Millet olarak garip garip haberleri izlemekten şoka girdik sanki!
Tepkimiz sıfır, itirazımız sıfır, alışılmış bir duruma dönüşüyor geçmişte çok kızdığımız konular...
Akılların almadığı olayların yaşandığı bir topluma ne zaman ve nasıl dönüştük anlamak imkânsız!
Daha anne kucağı görmeyen bebekleri para kazanmak uğruna canice öldüren hemşireler, doktorlar, 112 acil servis elemanları...
Sekiz yaşındaki çocuğun en yakınları tarafından katledilmesi...

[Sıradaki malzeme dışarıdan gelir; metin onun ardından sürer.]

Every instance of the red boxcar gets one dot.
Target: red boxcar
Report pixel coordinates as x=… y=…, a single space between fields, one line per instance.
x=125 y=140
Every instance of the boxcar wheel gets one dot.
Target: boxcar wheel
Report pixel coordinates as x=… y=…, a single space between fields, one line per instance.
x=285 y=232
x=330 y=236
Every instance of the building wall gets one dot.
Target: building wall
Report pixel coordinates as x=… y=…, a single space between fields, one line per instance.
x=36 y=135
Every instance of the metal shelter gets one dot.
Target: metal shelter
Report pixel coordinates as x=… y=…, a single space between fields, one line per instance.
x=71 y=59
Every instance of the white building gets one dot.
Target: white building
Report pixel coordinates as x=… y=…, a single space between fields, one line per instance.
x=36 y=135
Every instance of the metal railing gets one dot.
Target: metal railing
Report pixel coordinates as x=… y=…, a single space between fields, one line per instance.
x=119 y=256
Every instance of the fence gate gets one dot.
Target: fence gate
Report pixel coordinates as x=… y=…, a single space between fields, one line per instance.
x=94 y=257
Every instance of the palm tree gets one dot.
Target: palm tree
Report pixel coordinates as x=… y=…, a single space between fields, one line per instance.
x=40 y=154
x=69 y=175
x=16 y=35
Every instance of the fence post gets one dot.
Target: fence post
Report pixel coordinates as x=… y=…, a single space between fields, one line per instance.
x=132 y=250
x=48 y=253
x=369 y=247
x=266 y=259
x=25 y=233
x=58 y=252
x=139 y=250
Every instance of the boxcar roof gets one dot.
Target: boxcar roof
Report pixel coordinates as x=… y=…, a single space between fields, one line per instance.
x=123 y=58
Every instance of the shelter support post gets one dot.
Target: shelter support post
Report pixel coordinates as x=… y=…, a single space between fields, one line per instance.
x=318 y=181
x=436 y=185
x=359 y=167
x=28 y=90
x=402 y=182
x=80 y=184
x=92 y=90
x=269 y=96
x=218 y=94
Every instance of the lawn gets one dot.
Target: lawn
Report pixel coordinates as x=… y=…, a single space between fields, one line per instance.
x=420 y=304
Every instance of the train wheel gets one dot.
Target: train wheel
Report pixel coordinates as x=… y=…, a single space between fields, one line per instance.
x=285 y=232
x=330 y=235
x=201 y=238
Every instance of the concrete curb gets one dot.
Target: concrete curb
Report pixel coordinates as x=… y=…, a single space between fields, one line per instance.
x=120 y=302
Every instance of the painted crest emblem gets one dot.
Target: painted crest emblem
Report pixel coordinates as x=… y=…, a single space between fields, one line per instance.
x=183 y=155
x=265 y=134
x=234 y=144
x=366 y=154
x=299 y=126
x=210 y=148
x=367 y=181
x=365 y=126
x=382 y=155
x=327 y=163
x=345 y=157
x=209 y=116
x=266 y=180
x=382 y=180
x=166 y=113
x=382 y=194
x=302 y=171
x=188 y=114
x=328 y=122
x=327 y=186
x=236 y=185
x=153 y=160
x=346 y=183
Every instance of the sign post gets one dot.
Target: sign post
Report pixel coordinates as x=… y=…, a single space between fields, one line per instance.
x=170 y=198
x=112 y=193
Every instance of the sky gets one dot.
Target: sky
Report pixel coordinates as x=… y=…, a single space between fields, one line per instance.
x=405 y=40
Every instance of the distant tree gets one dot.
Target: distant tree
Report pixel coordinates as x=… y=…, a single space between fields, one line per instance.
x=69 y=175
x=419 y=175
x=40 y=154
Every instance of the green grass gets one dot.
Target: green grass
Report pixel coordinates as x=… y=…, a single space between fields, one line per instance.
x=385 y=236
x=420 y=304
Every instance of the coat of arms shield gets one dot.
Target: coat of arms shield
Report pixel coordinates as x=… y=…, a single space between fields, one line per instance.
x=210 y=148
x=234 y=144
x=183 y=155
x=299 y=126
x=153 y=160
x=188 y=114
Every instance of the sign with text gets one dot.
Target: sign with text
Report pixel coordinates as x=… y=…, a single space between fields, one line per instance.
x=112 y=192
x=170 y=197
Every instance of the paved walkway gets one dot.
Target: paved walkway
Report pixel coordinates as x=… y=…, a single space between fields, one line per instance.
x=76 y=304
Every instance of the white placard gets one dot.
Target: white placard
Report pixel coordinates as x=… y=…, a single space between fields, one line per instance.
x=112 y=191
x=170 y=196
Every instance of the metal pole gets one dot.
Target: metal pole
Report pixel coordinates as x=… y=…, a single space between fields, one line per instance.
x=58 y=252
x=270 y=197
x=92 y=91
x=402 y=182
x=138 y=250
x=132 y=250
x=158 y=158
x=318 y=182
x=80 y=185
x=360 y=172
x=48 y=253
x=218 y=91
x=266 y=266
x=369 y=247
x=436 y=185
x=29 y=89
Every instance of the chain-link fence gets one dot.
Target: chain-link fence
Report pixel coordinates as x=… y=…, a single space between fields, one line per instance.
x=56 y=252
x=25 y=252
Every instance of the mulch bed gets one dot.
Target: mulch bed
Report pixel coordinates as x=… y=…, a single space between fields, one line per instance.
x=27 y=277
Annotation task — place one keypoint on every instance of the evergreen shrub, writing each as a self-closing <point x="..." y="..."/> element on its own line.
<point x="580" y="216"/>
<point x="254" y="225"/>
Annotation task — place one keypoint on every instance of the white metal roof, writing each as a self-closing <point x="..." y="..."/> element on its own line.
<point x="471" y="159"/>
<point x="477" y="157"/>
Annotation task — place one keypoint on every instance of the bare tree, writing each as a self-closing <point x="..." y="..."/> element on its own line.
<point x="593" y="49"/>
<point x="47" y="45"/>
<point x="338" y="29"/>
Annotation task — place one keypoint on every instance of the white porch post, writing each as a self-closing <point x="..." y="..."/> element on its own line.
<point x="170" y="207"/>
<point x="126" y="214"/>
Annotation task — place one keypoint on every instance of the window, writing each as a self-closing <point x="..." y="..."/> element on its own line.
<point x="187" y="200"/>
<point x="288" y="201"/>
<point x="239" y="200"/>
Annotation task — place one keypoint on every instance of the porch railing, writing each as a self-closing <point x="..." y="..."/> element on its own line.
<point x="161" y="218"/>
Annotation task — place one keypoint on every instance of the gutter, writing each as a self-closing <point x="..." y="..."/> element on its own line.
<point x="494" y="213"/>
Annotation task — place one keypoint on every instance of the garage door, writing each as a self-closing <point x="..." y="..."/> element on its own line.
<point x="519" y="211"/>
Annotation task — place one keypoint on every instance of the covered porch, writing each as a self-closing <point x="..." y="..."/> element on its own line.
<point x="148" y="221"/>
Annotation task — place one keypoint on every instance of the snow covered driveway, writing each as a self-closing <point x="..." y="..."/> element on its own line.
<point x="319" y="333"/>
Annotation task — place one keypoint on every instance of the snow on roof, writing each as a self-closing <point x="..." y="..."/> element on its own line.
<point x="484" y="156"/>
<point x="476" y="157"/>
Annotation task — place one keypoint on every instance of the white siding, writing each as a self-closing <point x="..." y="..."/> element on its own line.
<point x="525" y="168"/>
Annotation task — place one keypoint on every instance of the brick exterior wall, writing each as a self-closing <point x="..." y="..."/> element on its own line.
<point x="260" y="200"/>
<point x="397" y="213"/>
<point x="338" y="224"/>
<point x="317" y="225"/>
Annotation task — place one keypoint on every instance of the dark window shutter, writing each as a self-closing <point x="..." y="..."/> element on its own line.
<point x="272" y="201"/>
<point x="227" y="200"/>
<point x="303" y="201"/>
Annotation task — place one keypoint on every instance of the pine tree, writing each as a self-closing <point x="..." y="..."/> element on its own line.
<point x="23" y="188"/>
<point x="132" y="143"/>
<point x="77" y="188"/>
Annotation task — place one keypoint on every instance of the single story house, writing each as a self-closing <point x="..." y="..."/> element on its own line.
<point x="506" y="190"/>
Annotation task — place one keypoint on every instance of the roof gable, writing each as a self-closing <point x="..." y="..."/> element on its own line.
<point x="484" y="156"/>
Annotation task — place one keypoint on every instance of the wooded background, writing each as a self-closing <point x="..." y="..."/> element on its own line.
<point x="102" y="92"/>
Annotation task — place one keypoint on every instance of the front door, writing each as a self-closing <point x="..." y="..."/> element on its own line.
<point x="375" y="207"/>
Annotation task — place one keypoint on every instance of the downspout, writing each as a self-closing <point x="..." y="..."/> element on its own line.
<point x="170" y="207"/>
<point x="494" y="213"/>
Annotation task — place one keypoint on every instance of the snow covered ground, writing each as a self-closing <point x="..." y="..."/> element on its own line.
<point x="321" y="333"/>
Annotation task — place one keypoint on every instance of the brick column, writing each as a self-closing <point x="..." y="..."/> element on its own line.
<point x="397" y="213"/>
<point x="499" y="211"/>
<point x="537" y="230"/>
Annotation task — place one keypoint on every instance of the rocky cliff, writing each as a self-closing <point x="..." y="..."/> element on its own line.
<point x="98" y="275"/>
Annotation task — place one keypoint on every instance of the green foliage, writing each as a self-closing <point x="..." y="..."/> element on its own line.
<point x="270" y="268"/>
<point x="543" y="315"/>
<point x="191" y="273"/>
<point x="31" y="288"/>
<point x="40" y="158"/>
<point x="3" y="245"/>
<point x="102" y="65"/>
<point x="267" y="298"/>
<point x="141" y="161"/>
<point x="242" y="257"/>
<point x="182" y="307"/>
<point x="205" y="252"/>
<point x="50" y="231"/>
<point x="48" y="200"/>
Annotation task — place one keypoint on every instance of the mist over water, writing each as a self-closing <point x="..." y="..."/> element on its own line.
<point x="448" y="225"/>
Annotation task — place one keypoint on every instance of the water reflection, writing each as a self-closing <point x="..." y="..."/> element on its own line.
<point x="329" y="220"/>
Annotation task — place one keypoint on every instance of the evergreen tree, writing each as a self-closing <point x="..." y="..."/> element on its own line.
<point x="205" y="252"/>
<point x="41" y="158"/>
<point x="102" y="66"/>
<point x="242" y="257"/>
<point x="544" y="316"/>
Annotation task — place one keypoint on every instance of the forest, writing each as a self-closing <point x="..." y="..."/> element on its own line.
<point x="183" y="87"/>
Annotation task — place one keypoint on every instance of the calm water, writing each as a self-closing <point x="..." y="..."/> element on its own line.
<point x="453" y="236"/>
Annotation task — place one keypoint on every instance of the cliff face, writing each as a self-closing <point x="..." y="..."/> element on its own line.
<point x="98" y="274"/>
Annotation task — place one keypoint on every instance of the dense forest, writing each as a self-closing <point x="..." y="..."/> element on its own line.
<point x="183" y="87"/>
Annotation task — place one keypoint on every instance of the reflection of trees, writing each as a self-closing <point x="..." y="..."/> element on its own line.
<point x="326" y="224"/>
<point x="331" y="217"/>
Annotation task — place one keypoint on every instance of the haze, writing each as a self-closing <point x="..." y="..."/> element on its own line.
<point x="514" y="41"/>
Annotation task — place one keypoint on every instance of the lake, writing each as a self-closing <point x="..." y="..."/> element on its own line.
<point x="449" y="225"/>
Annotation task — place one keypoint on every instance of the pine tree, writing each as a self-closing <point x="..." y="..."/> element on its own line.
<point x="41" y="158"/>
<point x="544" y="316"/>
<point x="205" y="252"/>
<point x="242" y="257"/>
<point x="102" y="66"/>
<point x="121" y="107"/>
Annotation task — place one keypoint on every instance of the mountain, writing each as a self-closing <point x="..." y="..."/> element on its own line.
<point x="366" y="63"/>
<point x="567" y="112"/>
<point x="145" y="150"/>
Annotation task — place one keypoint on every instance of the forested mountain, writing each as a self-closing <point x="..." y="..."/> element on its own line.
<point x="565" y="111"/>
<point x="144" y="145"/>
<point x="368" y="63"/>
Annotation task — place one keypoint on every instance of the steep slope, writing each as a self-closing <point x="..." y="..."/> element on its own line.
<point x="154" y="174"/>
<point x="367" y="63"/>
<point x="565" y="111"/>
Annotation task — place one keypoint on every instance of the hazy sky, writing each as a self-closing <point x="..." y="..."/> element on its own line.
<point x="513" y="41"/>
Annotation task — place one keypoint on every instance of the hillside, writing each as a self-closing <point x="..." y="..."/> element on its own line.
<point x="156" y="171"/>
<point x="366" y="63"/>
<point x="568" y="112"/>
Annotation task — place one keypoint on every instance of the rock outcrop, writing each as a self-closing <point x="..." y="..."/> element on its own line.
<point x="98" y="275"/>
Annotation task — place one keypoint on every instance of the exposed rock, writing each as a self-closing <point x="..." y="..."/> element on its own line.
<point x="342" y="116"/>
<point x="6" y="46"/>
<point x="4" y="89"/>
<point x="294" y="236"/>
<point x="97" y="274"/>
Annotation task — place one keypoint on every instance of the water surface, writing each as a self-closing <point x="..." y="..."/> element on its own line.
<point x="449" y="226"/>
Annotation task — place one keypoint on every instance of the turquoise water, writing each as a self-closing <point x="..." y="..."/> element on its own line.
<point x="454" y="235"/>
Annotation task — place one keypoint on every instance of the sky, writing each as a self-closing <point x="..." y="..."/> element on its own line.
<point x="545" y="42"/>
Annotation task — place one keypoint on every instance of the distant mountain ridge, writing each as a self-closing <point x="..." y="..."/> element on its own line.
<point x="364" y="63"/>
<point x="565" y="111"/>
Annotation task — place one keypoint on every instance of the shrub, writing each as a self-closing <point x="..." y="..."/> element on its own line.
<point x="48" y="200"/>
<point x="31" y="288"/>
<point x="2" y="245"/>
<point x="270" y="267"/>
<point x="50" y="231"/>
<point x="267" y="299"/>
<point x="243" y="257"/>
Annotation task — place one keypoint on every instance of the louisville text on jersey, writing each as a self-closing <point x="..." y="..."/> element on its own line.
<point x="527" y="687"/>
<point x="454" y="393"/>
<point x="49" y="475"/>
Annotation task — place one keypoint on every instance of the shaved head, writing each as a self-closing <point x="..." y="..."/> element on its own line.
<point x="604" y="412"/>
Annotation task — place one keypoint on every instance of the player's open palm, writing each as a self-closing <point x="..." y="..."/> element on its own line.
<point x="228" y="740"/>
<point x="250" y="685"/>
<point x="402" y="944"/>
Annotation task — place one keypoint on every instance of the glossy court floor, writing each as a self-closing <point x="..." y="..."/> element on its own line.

Kadınların sokak ortasında bebeğinin yanında vurulması, öldürülmesi...
Bakanların, siyasetçilerin farklı farklı tartışma ortamları yaratma telaşı vs...
Bölgemizde savaşın tamtam sesleri, mazlumların katledilmesi...
Aklılara insanlık olarak, ülke olarak bu gidişatımız nereye sorusunu getiriyor.
Ekonomi derseniz kendi başını almış gidiyor!
Altın, dolar, euro beklentileri her ay artarak güncelleniyor ilgili kurumlarda!
Parası kalmayan siyasetin yeni yeni vergi taktikleri...
Aç kalmak, kirasını ödeyememek size, lüks araçlar makam sahiplerine, bürokrasiye!
Yakın zamanda KDV’nin KDV’si ÖTV’nin ÖTV’si gelirse diye sakin sakin bekleyin...
Unutmayalım ki, bir de enflasyonumuz var tozpembe hayaller ve rakamlarla eğlenen!
Yeni yıl, yeni dert beklentileriyle birlikte yeni umutlara gebe toplumun birçok kesimi açısından.
Memurların-Emeklilerin beklentileri geçinmek için yeterli oranda zam.
Oysa TÜİK’e göre her şey yolunda...
TÜİK sepetinde enflasyon kanatları yolunmuş kuşa dönmek üzere,
Piyasayı, çarşı-pazarı karıştırmazsanız.
Bana ne, neme lazım mantığını benimseyenler içinde sezon geride kalmak üzere sanki...
Ne demişler; “Ayarını bozduğun kantar, gün gelir seni de tartar”
Başlığımızın hikayesini de paylaşalım isterseniz.
Geçmiş bir devirde mahallenin birinde yaşlı bir çift yaşarmış.
Yaşlı kadın tek geçim kaynakları olan bir inekten aldığı sütle tereyağı yapar, eşi de yapılan tereyağını günlük olarak mahallenin bakkalına satarmış.
Bakkal, yaşlı adama çok güvendiğinden getirdiği tereyağını hiç tartmazmış.
Bir gün şüphe düşmüş içine, acaba mı demiş.
Yaşlı adam tereyağını bırakıp gittikten sonra tartıya koymuş ve 900 gram olduğunu görmüş;
Yarın geldiğinde, bunun hesabını sana sormaz mıyım, bir daha senden tereyağı almam diyerek söylenmiş...
Ertesi gün, yaşlı adamın gelmesini dört gözle beklemeye koyulmuş!
Yaşlı adam her zamanki gibi elinde tereyağı ile girmiş içeriye, bakkal sert bakışlarla yaşlı adama bakarak; senden bir daha tereyağı almayacağım demiş.
Adam şaşkınlık içerisinde, efendim! Bir yanlışım mı oldu size karşı? demiş.
Bakkal öfkeli bir tavırla, bey amca! getirdiğin tereyağını tarttım, 900 gram geldi.
Bu yaptığın, ayıp değil mi? diye bağırmış, çağırmış.
Yaşlı adam, utanç içinde başını öne eğerek;
Evladım! bizim terazimiz yok, sizin bakkaldan bir kilo toz şeker almıştık onu tartı olarak kullanıyoruz demiş.
Bakkal bu cevaptan sonra utancından ne söyleyeceğini bilememiş, susup kalmış.
Hikayemiz bitti bitmesine amma hayat devam ediyor.
Şimdilerde baktığımızda, utanma kelimesi nostalji albümlerinde kalmış gibi davranıyoruz...
Ne diyelim riyasız, yalansız, hilesiz bir toplumda yaşamak ümidiyle.